By Santosh Digal, Worthy News Asia Correspondent
KANDHAMAL, INDIA (Worthy News)-- Survivors of India's worst anti-Christian violence in recent memory have met European Union delegates over the weekend, urging the officials to help them fight for justice.
EU diplomats appeared visibly moved when visiting displaced refugees in the troubled Indian state of Orissa where they saw old and sick men and infants born in refugees camps that were set up after violence killed over 100 people since Christmas 2007.
Most bloodshed rocked the region in August, 2008, as Hindu mobs in Orissa's Kandhamal District attacked churches and Christian homes.
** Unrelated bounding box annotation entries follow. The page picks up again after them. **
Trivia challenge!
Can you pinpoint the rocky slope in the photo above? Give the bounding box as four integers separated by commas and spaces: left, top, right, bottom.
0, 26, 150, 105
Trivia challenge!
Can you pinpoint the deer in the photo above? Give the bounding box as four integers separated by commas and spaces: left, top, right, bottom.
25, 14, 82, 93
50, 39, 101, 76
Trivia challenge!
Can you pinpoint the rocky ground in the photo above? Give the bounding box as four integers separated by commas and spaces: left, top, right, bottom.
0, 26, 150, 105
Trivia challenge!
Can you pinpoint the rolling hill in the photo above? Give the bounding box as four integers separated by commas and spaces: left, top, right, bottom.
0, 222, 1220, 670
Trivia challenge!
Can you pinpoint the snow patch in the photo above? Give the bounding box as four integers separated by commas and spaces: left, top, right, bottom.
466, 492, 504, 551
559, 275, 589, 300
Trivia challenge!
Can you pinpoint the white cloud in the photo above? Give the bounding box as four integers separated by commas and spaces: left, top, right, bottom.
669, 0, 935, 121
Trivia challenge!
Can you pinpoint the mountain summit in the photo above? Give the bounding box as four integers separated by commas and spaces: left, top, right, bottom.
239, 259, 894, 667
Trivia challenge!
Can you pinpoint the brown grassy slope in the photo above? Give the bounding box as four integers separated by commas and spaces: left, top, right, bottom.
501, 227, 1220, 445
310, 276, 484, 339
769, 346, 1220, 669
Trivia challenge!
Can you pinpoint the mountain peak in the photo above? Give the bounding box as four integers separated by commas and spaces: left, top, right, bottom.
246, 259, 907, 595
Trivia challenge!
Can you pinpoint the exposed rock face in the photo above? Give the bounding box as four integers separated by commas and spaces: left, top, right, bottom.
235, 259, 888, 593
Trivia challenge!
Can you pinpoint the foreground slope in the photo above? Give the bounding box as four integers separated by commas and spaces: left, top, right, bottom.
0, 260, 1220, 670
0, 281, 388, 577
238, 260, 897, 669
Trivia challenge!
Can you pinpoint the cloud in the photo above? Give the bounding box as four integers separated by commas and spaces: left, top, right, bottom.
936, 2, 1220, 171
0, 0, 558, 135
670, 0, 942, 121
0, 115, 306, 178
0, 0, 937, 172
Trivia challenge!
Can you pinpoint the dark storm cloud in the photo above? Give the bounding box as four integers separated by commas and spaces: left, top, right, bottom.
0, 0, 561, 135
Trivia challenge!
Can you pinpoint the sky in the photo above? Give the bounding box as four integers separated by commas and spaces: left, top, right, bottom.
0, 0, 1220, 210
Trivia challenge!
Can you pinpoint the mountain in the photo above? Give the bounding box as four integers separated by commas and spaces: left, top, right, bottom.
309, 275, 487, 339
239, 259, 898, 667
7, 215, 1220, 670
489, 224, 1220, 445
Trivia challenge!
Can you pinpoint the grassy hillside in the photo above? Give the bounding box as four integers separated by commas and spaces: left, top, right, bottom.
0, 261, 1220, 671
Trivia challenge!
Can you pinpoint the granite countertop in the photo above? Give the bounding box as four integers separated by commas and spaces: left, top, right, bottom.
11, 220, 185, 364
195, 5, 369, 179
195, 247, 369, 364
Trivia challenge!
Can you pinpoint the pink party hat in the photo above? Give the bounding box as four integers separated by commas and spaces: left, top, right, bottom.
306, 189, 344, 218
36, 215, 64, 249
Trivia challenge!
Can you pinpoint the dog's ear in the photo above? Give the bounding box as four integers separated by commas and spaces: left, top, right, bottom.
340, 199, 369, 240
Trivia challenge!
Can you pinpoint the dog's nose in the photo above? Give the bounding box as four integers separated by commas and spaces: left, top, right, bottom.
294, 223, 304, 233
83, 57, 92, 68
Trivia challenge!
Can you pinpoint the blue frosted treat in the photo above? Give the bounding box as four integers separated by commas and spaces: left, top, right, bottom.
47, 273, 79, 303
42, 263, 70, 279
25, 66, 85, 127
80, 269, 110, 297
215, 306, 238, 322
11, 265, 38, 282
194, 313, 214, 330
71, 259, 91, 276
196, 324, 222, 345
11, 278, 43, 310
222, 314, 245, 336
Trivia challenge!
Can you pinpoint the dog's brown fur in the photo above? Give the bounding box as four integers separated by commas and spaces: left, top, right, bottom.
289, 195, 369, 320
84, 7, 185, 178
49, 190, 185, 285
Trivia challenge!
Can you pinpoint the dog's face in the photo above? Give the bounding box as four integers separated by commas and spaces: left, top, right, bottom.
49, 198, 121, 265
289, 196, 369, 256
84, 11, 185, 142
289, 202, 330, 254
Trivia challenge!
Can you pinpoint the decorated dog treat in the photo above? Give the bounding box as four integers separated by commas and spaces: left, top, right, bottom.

The violence broke out after the killing of a Hindu leader. Although Maoist fighters reportedly claimed responsibility, Hindus blamed Christians.
The Survivors Association of Kandhamal Communal violence handed over a memorandum to the EU delegation saying "Homeless and in agony, we still welcome you to our beautiful Kandhamal, where we have lived generations upon generations since history began for us."
"We hope," the statement said, that "your short visit to Kandhamal will help you see for yourself not just the condition in which many of our brothers and sisters live [but also] our sorrow and our pain invisible and unfelt to the outside world."
HOMES DESTROYED
Some 5347 houses were "looted and destroyed by fire, many women and girls were raped, and more than 75 people were murdered" in the August-related clashes alone, the group added. Many were killed, it said, in "the name of religion and ethnicity. Large-scale displacement and migrations followed with over 50,000 people becoming refugees in their own motherland."
However relative few arrests have been made. "The culprits of this inhuman activity are roaming freely, neither arrested nor punished," survivors said. "We are deeply concerned the high rate of acquittals in the fast track courts," added Archbishop Raphael Cheenath.
He said Christian leaders are "demanding [the creation of] a Special Investigation team to investigate every case of murder and arson. Similarly, there is also need for transferring the cases against politically powerful persons."
Christians are a minority in this mainly Hindu nation of over 1 billion people, but attacks have increased as Hindu militant groups fight the spread of Christianity in especially rural regions.